Gazeteci olarak bulunduğum her ülkeyi sevdim. Hatta âşık oldum oralara. Irak’a, Yugoslavya’ya, Azerbaycan’a, Arnavutluk’a ve Afganistan’a!

Bu, mesleki açıdan bir olumsuzluk da değil. Tersine… Oralarla ilgili yazarken tek kaygım o ülkelerin ve insanlarının iyiliği oldu.

O yüzden şimdi Afganistan’ı içim acıyarak izliyorum. Bizzat tanıdığım ve tanımadığım pek çok Afgan gibi kan ağlayarak. Şimdi Afganistan’la ilgili bir yazı için düşünebildiğim en uygun başlık, Alan Paton’un Güney Afrika’nın dramını anlattığı çarpıcı romanının adı oluyor: Ağla Sevgili Memleket!

Yıllardır Afganistan haberleriyle birlikte duyduğunuz isimler oldu hep. Duya duya ezberlediğiniz isimler. Artık yeni isimler olacak ve onlar üzerinden yazılacak Afganistan’ın hikayesi. Taliban liderleri Heybetullah Ahunzade, Molla Abdulgani Baradar, Molla Yakup, Siracettin Hakkani, Vahedullah Haşimi…
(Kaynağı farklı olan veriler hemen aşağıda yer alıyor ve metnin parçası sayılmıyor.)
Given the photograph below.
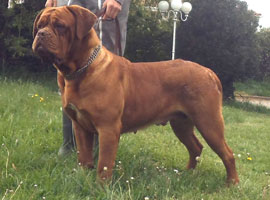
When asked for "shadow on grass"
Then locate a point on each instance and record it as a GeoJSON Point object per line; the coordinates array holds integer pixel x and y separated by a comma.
{"type": "Point", "coordinates": [46, 78]}
{"type": "Point", "coordinates": [247, 106]}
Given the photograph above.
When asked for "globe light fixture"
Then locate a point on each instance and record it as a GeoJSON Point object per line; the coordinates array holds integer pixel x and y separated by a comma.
{"type": "Point", "coordinates": [177, 9]}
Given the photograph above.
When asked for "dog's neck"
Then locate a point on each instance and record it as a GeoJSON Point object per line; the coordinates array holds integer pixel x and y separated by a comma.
{"type": "Point", "coordinates": [80, 63]}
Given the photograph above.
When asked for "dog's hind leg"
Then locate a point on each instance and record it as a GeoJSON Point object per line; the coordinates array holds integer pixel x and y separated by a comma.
{"type": "Point", "coordinates": [210, 124]}
{"type": "Point", "coordinates": [84, 141]}
{"type": "Point", "coordinates": [183, 128]}
{"type": "Point", "coordinates": [108, 144]}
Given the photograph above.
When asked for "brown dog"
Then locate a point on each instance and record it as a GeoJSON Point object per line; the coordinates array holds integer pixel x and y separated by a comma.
{"type": "Point", "coordinates": [108, 95]}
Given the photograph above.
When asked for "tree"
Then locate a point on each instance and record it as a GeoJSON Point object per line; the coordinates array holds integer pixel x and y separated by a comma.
{"type": "Point", "coordinates": [148, 38]}
{"type": "Point", "coordinates": [222, 36]}
{"type": "Point", "coordinates": [16, 33]}
{"type": "Point", "coordinates": [264, 52]}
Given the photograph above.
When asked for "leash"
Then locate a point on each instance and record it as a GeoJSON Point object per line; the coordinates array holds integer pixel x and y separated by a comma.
{"type": "Point", "coordinates": [117, 46]}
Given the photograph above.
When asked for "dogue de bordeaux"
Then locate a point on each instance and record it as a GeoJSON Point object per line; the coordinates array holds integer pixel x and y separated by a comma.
{"type": "Point", "coordinates": [108, 95]}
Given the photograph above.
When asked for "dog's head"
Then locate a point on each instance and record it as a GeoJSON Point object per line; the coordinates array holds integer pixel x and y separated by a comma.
{"type": "Point", "coordinates": [56, 31]}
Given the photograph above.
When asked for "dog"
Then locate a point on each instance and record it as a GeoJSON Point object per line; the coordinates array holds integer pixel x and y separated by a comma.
{"type": "Point", "coordinates": [108, 95]}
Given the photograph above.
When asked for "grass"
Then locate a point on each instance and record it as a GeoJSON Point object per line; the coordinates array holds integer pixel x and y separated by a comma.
{"type": "Point", "coordinates": [149, 164]}
{"type": "Point", "coordinates": [253, 87]}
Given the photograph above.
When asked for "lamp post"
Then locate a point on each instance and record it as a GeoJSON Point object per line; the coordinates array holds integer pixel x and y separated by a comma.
{"type": "Point", "coordinates": [177, 9]}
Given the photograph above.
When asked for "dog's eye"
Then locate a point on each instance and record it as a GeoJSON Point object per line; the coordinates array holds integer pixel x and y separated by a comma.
{"type": "Point", "coordinates": [39, 26]}
{"type": "Point", "coordinates": [60, 26]}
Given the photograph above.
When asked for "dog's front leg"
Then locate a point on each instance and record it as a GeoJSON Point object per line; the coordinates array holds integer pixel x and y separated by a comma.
{"type": "Point", "coordinates": [108, 144]}
{"type": "Point", "coordinates": [84, 141]}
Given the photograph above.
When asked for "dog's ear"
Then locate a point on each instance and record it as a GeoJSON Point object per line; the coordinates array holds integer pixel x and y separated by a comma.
{"type": "Point", "coordinates": [85, 20]}
{"type": "Point", "coordinates": [35, 29]}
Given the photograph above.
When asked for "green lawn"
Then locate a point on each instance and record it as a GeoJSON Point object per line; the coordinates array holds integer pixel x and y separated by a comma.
{"type": "Point", "coordinates": [252, 87]}
{"type": "Point", "coordinates": [150, 163]}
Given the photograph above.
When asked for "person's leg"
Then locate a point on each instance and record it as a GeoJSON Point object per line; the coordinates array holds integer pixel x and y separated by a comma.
{"type": "Point", "coordinates": [109, 28]}
{"type": "Point", "coordinates": [68, 145]}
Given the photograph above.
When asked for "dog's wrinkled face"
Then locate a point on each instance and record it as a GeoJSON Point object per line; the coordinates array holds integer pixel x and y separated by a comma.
{"type": "Point", "coordinates": [56, 29]}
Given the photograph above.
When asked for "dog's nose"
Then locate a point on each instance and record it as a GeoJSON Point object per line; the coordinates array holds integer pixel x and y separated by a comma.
{"type": "Point", "coordinates": [41, 33]}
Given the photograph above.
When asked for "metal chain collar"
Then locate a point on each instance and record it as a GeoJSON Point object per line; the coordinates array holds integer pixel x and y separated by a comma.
{"type": "Point", "coordinates": [91, 59]}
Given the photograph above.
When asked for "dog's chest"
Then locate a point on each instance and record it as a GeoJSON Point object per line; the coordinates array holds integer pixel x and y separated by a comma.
{"type": "Point", "coordinates": [79, 116]}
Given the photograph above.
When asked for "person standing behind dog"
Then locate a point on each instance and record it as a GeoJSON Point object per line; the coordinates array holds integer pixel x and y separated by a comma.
{"type": "Point", "coordinates": [107, 33]}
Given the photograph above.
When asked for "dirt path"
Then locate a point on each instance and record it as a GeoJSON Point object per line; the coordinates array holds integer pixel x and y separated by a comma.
{"type": "Point", "coordinates": [257, 100]}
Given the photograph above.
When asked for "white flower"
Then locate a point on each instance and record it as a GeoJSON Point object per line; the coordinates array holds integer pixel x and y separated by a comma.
{"type": "Point", "coordinates": [198, 158]}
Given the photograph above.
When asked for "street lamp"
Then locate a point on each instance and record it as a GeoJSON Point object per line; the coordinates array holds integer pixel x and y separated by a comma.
{"type": "Point", "coordinates": [177, 8]}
Ama o U.S. Air Force uçağının iniş takımlarına sarılanlar. Vücutlarının bir parçasını uçakta bırakıp, gökyüzünden yere çakılanlar. Onların isimlerini hiç bilemeyeceğiz. Oysa, Afganistan’ın hikâyesi asıl onların hikayesi. İnfaz edilen gazetecilerin, boğazlanan komedyenlerin, malum bir kaderi yaşamasınlar diye bebeklerini tel örgüler üzerinden yabancı askerlere atanların, kadınların hikâyesi…

Şimdi, bugünden yarına her şeyin değişebildiği bir ortamda ucunda ışık görünmeyen karanlık bir korku tüneline bakar gibi bakılıyor Afganistan’a. Ancak o tünelin ucunda bir ışık yakmaya çalışanlar da var. “Afganistan’da demokrasi değil, şeriat olacak” diyenlere karşı, onların en karşı konulmaz göründüğü şu günlerde, Celalabad’da ve başka başka yerlerde üzerlerine sıkılan kurşunlara rağmen Taliban bayrağını indirerek sokaklara dökülenler var, Penşir’de Taliban’a karşı direniş için toplananlar var. Taliban’ın reddeden bir Afganistan var.

Direniş varsa, umut da var!

NEREDEN NEREYE?

Bugün Afganistan’da iktidarı aldılar diyerek pek çok Batılı ülkenin tanımanın yolunu yaptığı ve tanımak için sıraya girdiği Taliban, 1999’da BM Güvenlik Konseyi tarafından El-Kaide ile ilişkili terörist bir grup olarak ilan edilmişti. Taliban’ın; Sovyetlere karşı mücahit mücadelesinin içinden çıkan, Pakistan ve Pakistan istihbarat teşkilatı ISI’nin besleyip büyüttüğü bir örgütler koalisyonu olduğunu söylemek mümkün. Bir kabileler topluluğu olan Afganistan’ın toplumsal yapısında belli ölçülerde zemin bulan Sünni şeriatçı bir grup. “Afgan halkı” ve kültürünün gerçek temsilcisi oldukları iddiasındalar. El-Kaide ile her zaman yakın ilişkileri vardı ve iç içeydiler.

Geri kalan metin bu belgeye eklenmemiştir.